A guide to understanding and applying reflective practice, using reflective models and seeing the value of reflection.
How can i show my understanding of reflective practice and writing?
Reflective practice is something which is prevalent in many disciplines, including (but not limited to) teaching, nursing and business roles: its aim is to promote practice-based learning, rather than academic formal learning. Many professions in which reflective practice is a key component can evolve and change at a rapid pace, therefore a commitment to lifelong learning to keep up with any fundamental shifts is pivotal to ensure good practice throughout a career. The purpose of practicing reflectively is to actively consider the actions you undertake; thinking in more detail about certain events or approaches leads to evaluation, identifying what went well and what could be improved in future. Doing this continuously will lead to a stronger awareness of potential problems and will raise the quality of practice, as the practitioner will be conscious of previous experiences and what they learned from them.
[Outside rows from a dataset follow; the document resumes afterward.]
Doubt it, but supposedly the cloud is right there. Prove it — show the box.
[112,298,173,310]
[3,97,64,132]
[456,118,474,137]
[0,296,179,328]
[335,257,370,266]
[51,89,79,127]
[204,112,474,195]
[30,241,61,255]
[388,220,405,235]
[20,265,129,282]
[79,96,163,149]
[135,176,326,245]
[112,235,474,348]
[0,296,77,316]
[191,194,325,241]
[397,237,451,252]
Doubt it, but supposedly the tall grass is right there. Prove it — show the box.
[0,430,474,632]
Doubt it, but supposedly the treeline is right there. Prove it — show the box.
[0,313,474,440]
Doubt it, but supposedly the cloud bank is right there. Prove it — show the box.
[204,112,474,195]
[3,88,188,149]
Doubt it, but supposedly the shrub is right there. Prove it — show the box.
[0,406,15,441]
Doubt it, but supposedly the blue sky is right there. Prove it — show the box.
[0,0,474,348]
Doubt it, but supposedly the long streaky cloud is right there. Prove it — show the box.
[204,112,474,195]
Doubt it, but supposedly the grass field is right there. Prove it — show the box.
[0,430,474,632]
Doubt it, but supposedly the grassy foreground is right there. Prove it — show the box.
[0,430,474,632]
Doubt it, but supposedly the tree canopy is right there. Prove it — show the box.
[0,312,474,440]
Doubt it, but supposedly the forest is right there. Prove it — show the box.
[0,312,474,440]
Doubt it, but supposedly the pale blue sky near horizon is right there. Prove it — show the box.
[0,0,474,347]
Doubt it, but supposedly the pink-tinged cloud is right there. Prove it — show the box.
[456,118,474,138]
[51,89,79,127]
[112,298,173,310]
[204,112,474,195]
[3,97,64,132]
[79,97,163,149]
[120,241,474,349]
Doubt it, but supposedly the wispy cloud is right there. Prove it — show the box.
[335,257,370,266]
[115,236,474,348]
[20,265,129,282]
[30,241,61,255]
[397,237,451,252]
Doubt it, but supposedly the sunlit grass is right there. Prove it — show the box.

It often helps for practitioners to write down their reflections, as this helps to organise thoughts more clearly and means that a record of previous experiences is always available to refer back to. When reflecting in writing, using a structured ‘model’ is helpful; some of the most common include Gibbs’ reflective cycle (1988), Kolb and Fry (1975) and Argyris and Schon (1978). Each model has a slightly different structure, but the basic premise is that the writer applies the event on which they are reflecting to each stage. The models prompt the practitioner to identify certain factors and to consider how a better outcome could prevail should the same incident occur again. In written reflections, engaging with academic theory on the subject is also encouraged as a way to link ‘expert’ knowledge with personal practice. Overall, reflective practice is important because it enables professionals to continually assess their skills and development needs, therefore enabling better practice.